After the Man United Defeat Blind Hammer looks at the wider perspective
The Man United defeat pricked our bubbles. Still Moyes consistently warned that there would be bumps in this journey.
There remains a massive resource disparity between West Ham and most of our current lofty challengers. . Our second best player is a Manchester United reject who could not force his way into their first team.
The wider perspective is that, for once, we are over achieving. West Ham’s wage bill and turnover should, see us competing around 8th . The actual par may vary slightly because of the yo yoing relegation of clubs like Villa and Newcastle.
Happily both Leicester and West Ham are punching above their weight. West Ham are over achieving after decades, Payet season excepted, of under performing.

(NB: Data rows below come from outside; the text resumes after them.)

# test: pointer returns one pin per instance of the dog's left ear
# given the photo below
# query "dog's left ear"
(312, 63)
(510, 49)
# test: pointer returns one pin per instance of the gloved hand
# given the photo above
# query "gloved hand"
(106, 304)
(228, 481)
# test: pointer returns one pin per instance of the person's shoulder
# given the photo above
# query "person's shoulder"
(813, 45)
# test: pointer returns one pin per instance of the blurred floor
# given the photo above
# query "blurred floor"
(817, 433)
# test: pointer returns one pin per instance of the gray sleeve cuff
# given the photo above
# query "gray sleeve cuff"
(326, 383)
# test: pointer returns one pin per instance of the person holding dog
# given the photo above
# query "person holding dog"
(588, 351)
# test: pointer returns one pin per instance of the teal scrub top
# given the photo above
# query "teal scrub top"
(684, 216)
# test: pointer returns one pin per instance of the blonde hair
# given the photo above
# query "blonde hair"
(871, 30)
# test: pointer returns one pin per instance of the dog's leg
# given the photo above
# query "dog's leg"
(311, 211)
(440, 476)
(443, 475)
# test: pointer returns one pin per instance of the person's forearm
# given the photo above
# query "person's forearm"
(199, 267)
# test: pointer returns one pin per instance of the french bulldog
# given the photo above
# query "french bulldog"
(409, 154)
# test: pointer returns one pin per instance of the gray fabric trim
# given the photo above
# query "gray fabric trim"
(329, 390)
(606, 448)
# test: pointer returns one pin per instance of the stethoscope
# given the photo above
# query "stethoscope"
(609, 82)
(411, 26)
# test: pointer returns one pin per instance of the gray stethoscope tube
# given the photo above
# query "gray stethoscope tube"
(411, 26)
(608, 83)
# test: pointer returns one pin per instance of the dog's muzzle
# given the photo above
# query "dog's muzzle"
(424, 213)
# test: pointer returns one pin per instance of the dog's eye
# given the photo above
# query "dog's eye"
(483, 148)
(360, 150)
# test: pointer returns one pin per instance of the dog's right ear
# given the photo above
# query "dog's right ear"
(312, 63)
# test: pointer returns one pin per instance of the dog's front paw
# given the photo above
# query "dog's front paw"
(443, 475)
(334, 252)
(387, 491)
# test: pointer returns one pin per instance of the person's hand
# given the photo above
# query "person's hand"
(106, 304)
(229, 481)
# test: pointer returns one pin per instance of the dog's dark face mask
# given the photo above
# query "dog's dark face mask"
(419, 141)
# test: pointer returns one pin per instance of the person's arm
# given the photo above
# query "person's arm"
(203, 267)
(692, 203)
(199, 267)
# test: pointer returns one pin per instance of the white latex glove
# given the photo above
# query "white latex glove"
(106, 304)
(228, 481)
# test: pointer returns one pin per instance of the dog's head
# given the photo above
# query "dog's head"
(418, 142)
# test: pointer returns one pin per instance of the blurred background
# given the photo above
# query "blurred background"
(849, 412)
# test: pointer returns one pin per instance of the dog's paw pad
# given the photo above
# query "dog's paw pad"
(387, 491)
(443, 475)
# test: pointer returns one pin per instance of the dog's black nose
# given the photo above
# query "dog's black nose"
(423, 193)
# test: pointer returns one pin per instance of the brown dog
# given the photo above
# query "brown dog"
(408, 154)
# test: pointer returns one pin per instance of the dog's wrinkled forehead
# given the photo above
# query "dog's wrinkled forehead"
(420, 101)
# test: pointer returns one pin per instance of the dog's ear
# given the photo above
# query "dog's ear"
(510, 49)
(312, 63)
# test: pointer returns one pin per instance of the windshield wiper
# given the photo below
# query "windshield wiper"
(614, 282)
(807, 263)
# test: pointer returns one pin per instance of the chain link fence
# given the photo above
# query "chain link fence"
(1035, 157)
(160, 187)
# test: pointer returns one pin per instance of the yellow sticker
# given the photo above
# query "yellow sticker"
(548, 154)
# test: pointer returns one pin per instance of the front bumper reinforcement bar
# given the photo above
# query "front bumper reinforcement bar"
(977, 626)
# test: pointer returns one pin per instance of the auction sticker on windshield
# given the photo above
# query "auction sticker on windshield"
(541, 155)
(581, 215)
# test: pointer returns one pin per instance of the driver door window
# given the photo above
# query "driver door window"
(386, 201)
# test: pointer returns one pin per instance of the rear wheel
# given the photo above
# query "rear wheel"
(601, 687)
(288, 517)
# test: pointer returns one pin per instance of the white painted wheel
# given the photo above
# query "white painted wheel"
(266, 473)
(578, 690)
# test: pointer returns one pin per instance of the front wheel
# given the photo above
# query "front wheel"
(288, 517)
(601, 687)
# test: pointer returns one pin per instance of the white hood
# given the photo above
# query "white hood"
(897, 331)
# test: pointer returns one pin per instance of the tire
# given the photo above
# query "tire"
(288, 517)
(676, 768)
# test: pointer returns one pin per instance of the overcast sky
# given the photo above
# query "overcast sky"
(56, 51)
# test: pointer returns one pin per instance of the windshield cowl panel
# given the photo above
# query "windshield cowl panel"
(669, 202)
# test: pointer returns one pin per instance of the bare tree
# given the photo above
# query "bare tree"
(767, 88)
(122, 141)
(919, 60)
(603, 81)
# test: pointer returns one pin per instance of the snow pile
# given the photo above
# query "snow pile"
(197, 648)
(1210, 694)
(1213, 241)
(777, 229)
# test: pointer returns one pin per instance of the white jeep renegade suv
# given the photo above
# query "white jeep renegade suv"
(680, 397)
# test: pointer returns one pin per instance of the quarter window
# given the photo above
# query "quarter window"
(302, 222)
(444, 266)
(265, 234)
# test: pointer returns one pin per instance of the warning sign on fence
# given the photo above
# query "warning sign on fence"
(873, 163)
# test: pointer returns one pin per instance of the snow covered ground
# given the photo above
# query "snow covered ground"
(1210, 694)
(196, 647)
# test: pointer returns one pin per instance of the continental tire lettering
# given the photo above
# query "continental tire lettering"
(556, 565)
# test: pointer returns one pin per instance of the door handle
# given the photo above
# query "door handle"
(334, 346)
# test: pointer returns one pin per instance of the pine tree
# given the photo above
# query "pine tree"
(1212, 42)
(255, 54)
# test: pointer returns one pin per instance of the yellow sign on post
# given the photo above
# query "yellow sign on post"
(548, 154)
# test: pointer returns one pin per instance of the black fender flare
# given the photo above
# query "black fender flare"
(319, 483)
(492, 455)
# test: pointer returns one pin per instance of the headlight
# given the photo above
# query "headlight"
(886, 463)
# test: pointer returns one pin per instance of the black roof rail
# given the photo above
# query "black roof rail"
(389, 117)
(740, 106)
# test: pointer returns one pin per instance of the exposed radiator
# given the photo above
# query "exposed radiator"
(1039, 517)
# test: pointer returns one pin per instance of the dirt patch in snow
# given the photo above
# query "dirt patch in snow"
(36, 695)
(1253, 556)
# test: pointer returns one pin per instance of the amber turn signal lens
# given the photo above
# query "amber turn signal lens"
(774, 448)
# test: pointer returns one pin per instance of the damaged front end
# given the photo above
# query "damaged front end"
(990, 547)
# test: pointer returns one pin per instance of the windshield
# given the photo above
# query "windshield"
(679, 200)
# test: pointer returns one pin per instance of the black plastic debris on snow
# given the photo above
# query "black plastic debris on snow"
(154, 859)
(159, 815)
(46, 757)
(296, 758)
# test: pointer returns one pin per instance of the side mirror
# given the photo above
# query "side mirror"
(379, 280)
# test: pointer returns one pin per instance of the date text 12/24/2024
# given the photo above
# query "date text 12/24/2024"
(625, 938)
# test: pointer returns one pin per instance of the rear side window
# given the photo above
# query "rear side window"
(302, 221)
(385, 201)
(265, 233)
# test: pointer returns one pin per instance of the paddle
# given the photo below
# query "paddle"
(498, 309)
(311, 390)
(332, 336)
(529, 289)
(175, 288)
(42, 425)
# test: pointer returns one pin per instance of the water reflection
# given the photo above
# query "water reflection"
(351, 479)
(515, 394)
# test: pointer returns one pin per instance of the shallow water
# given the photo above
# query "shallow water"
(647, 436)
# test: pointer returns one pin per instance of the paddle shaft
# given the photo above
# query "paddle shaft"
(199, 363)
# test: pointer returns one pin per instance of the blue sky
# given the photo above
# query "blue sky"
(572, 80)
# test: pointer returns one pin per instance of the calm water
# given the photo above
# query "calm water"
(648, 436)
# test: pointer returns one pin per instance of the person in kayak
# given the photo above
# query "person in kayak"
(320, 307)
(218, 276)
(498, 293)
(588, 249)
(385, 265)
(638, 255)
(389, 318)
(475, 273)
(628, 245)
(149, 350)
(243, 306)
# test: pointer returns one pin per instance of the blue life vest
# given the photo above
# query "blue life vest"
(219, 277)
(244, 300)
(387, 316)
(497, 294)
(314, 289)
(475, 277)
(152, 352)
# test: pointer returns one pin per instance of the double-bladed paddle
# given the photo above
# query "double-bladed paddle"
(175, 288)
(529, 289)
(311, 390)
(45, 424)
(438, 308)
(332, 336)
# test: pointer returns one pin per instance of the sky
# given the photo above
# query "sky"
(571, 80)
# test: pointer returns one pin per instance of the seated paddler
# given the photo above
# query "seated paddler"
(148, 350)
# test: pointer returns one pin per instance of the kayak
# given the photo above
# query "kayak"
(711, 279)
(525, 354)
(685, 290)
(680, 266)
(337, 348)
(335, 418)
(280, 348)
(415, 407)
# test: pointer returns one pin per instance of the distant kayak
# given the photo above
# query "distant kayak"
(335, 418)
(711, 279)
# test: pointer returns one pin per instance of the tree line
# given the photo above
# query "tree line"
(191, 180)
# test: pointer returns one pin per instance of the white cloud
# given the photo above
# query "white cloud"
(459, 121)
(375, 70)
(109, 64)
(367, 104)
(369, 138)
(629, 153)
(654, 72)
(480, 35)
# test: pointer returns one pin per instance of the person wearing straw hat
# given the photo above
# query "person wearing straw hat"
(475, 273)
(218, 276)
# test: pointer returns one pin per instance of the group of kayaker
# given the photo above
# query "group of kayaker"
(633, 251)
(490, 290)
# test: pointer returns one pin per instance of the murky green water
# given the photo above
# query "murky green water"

The Moyes project though has the opportunity to raise this par.
Some fans hoped for a sugar daddy investor ready to pour billions into West Ham to pump the club to a higher level.
More realistically raising our par means growing the club.
The good news is that one component of this project is there. Moyes is keenly aware of this.
Moyes’s old boss ,Bill Kenwright, , explained the relative Mersey-side decline of Everton.
In the mid 1980’s Liverpool won two championships, FA Cup as well as European Cup Winners Cup. Despite this Liverpool left them in their wake over succeeding seasons.
Kenwright blamed Liverpool’s greater Stadium capacity. He explained that In one game Liverpool’s extra 10,000 mattered little. But, he argued, over a season 20 games with 10,000 extra supporters starts to matter.
Over five years the advantage is big and over 10 years the difference is massive. Decades of relentless capacity advantage allowed Liverpool to grow compared to Everton, not just with increase gate receipts but more importantly vastly increased commercial revenues.
It is not simply the same 10,000 supporters arriving every week, but a much bigger number, some attending only occasionally but nevertheless becoming, often with their families, supporters for life.
A virtuous circle of success from these extra resources increased the competitive advantage still further. Liverpool could pay higher wages and transfer fees not just for one year, but every year.
So if Kenwright is right the extra capacity of the London Stadium matters. It provides Moyes with an opportunity to grow West Ham.
I am convinced Moyes knows that 66,000 supporters every fortnight over the next 10 years can, if things are put right, transform West Ham. Unlike Mourinho, Moyes will not be saddled with a £1 billion debt to service.
The key of course is performance on the pitch to break the self destructive negativity which has beset us in recent seasons. Moyes sensibly stresses the need to promise less and deliver more. Steady as she goes is the order of the day. Just winning more games than we lose it a realistic start. A start which could finally provide a brighter future.